Tuesday, July 19, 2005

Unintended consequences

So-called living wage laws have been around for a decade, giving researchers at least a beginning set of data to study their effects. And it turns out that the effects are exactly what common sense and a basic understanding of economics would lead one to expect.

A new study shows that the laws do, as hoped, correlate with a drop in poverty rates of close to 2 percent over the first year, with most of the gains coming from low-income families. So far, so good.

There is, of course, a price for this decrease in poverty, and that is an increase in unemployment among the same group. The study found that a 50% increase in minimum wages for the least skilled workers resulted in a 6% decrease in employment among those same unskilled workers in a given area over the first year.

Both the wage increase and employment decrease effects grow larger where the living wage ordinances are broader in scope.

I know what you’re thinking; this falls under the heading of “duh!” It would be shocking if companies who are forced to artificially raise wages to comply with regulations did not pay for it by decreasing hiring (and probably also benefits). But it is nice to have some concrete data to put to the issue.

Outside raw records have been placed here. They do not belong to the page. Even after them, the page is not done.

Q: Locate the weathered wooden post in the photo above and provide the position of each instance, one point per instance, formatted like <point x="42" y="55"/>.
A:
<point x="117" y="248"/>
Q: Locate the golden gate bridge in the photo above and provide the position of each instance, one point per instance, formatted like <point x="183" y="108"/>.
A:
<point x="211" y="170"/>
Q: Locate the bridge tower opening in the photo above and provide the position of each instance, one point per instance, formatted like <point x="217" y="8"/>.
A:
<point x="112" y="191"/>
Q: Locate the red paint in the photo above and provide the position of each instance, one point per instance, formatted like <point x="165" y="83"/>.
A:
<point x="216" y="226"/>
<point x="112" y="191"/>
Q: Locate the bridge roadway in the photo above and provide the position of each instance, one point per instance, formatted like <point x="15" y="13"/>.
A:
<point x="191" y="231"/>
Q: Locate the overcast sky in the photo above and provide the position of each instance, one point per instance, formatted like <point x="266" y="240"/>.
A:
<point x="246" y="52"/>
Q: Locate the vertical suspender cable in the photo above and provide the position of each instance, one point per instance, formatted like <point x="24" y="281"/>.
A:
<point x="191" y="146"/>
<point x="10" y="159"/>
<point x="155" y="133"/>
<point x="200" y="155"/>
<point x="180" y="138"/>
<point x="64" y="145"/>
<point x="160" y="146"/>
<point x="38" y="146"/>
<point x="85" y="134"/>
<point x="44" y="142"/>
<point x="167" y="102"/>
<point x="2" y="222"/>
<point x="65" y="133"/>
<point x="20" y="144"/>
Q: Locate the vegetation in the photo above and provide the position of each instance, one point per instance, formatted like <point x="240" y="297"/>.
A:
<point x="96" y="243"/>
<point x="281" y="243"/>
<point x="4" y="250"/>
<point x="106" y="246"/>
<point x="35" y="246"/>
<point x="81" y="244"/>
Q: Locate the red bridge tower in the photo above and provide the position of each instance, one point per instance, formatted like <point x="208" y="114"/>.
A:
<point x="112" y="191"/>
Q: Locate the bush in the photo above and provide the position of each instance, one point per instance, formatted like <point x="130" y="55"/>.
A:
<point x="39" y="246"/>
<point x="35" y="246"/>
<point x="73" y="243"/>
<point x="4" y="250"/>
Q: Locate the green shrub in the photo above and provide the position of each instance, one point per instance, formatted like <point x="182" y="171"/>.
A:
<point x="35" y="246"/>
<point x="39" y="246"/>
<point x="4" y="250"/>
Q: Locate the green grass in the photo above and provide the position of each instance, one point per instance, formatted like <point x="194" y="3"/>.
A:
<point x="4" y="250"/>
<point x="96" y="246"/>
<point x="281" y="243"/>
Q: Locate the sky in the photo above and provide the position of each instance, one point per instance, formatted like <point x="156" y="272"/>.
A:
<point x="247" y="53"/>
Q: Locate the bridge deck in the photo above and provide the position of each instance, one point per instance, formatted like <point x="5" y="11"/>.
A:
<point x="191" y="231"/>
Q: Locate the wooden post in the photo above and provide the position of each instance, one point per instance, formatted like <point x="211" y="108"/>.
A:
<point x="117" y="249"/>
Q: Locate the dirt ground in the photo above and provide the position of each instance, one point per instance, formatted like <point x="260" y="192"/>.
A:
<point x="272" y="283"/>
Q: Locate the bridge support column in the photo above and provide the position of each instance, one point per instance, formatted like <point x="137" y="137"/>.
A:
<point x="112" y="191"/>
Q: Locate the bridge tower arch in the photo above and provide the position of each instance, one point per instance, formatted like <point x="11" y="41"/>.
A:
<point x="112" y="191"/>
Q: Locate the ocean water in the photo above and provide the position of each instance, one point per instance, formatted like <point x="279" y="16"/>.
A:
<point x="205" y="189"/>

In essence, it turns out that living wages are merely yet another government transfer program, in this case a transfer of money to one group of the poor at the expense of another group of the poor (as always, with the government confiscating some of the take for administration). Whether you support living wage comes down to whether you believe that the goal of elevating ~2% out of poverty is worth sinking ~6% deeper into poverty. That’s a debatable issue, but to pretend that you can do one without the other requires either disingenuousness or ignorance, neither of which is ever in short supply on either side of this kind of debate.